Затем рассказал сыну, что пан хочет переселиться в город. По лицу парня пробежал лёгкий румянец. Перед его душой встала Анна такой, какой он видел её в последний раз у ворот. Высокой и тихой, с опущенными руками и глубоким взглядом.
"Что теперь?" — с отчаянием вскрикнуло что-то в нём.
— Когда? — спросил он, затаив дыхание.
— Этого ещё точно не знают! — ответил старик. — Но когда я был недавно у пана и зашла речь о том, что они переселятся в город, то госпожа жаловалась, что ей будет тяжело поначалу с чужой прислугой, и спрашивала, не знаю ли я какой доброй девушки, чтобы взять её с собой. Так что, наверное, через месяц-другой переселятся. Я как-то не осмеливаюсь расспрашивать.
Михайло молчал.
Это было впервые и казалось удивительным, что отец заговорил перед ним о его дорогой девушке. Но если бы он только знал всё, что там теперь происходит, если бы только знал! Но вместе с этой вестью на него внезапно напала большая, бледная тревога.
Что станет с Анной? Она вернётся домой, и там разверзнется для неё ад. Мать и брат будут издеваться над ней, и ей ничего не останется, как снова идти в прислуги или — от чего его сердце сжималось — выйти замуж за маминого соседа.
Если бы её взяли сюда с госпожой, как бы всё для него изменилось! При этой мысли в его душе словно посветлело. Он почувствовал сразу, что жизнь здесь не была бы для него такой тяжёлой, если бы она жила здесь. Время от времени он видел бы её, говорил бы с ней, всё было бы иначе, но теперь он сидел словно со связанными руками и мог только догадываться, что там происходит...
Он печально опустил голову, а спустя несколько минут сложил и снова завязал в узелок всё, что мама прислала, что его сначала так обрадовало, и чего он едва попробовал. Значит, беда действительно не приходит одна.
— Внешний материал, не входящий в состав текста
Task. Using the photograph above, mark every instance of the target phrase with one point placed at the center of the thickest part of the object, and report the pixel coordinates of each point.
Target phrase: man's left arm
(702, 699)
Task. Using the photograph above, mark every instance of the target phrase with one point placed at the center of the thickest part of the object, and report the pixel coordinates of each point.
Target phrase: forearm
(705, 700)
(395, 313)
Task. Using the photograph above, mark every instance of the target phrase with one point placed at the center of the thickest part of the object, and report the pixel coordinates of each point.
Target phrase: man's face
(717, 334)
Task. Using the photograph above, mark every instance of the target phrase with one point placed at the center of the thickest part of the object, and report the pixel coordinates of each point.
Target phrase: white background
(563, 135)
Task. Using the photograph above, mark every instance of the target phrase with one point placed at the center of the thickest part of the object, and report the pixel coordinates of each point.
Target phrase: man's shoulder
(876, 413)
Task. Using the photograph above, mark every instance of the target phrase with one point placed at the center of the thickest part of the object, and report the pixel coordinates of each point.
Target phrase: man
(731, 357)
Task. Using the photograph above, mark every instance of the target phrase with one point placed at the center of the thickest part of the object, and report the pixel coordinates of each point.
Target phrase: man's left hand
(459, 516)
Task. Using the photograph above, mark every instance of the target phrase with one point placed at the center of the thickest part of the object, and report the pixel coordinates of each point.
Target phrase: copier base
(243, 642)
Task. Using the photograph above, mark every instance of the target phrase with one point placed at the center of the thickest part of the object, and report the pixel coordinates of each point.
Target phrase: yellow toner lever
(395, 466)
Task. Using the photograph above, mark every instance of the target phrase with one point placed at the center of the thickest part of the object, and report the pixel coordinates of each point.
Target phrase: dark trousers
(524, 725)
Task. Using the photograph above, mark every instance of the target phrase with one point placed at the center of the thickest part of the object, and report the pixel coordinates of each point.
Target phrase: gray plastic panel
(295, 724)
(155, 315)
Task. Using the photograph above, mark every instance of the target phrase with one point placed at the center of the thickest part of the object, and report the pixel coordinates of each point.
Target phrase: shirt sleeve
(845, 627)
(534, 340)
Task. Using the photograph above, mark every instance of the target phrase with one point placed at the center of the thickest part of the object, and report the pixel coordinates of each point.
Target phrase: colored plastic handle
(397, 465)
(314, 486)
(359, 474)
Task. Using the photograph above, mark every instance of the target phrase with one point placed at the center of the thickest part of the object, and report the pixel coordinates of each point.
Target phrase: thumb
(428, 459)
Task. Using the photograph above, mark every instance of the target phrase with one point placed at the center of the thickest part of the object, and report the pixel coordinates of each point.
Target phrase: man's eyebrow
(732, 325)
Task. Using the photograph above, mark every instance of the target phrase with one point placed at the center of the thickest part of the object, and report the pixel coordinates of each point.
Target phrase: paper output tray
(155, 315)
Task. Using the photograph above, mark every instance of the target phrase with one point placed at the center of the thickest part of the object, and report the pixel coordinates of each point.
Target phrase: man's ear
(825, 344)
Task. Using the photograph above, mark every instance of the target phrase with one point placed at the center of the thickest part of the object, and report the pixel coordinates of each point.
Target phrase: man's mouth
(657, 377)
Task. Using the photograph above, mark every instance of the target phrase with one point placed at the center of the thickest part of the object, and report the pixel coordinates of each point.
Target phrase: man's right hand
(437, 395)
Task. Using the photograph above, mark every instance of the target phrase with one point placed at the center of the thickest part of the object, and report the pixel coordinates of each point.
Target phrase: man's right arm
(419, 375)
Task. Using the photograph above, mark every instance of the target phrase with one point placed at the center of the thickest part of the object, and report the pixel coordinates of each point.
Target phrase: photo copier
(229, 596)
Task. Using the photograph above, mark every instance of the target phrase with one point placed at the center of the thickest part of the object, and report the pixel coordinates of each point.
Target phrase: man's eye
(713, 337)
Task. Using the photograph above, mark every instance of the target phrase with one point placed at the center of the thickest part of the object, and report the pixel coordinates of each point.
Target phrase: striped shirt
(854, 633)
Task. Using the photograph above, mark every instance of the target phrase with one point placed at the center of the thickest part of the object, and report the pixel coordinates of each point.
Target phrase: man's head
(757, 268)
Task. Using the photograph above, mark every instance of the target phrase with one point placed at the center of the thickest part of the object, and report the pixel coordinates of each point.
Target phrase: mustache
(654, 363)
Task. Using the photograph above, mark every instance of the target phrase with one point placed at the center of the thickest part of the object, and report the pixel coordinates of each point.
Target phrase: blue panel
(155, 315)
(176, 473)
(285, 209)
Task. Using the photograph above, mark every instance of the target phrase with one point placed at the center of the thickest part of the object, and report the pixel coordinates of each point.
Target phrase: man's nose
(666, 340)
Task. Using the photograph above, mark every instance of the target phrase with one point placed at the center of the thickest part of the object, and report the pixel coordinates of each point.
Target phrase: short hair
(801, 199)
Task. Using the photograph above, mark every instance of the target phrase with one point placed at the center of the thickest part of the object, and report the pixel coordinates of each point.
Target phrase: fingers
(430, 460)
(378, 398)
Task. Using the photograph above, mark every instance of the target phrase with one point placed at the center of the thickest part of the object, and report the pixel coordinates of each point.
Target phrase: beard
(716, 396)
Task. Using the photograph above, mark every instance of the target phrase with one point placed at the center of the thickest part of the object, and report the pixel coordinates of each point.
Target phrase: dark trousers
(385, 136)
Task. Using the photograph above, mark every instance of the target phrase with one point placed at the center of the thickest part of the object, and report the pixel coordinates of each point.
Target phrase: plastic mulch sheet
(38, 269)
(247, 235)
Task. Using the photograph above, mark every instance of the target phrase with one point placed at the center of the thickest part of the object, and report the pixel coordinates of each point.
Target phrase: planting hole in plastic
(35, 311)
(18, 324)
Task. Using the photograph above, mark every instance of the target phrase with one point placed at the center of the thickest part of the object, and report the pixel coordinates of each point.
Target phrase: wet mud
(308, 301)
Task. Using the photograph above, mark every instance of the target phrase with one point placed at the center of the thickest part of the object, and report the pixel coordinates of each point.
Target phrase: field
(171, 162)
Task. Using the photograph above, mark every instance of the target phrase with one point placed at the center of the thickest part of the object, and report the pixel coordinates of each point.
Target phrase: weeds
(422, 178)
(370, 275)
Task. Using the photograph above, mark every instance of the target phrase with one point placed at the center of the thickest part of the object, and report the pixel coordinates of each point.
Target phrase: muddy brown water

Это недавно говорил отец и сказал правду. Он был здесь надолго прикован, а она не сможет удержаться там против всякого зла и скорби, которые ей теперь грозят. Его будущее словно рвалось перед его глазами...
Он опёр голову на руку и смотрел, как в забытьи, прямо перед собой. А так как он не умел лукавить и скрывать, Ивоника сразу заметил его печаль.
Его сердце сжалось от жалости. Он снова вспомнил о побеге.
— Михайле, сынок, почему ты не ешь?
— Я уже сыт! — ответил он.
Настала минута, когда взгляд юноши померк.
Когда их взгляды встретились, казалось, что та же слеза появилась и в глазах отца...
— Михайле! — вдруг с невыразимой болью вырвалось из уст отца. — Скажи, отчего тебе так тяжело?
— Мне так тяжело! — ответил он. — Мне так тяжело... и я вижу, что покинул дом в недобрый час. Недаром чёрный ворон дорогу мне пересёк. Здесь будет или моя смерть, или я не выдержу!
Наступила тяжёлая минута молчания. Чувства бушевали грозно и замкнули уста. Затем прозвучал тихий, словно ослабевший голос:
— Что ж я тебе помогу, сынок? У меня крестьянские руки, крестьянская голова. Руками я кровью землю орошаю, а головой разве разобью этот мур?...
Сын склонил голову вниз и начал тихо плакать. Старик был безрадостен и растерян.
Беда уже здесь властвовала. Она подходила всё ближе и ближе и теперь была уже тут. Она господствовала величаво и молча. Он почувствовал её близость, его охватил холод, и она лишила его голоса.
— Михайлик, что с тобой? Что тебе сделать? — спросил он дрожащим голосом.
— Вытащите меня отсюда, или я уйду, я хочу обратно домой! — вырвалось уже дико и неудержимо из его груди. — Назад, говорю вам!
Старому казалось, будто он ударился головой о камень.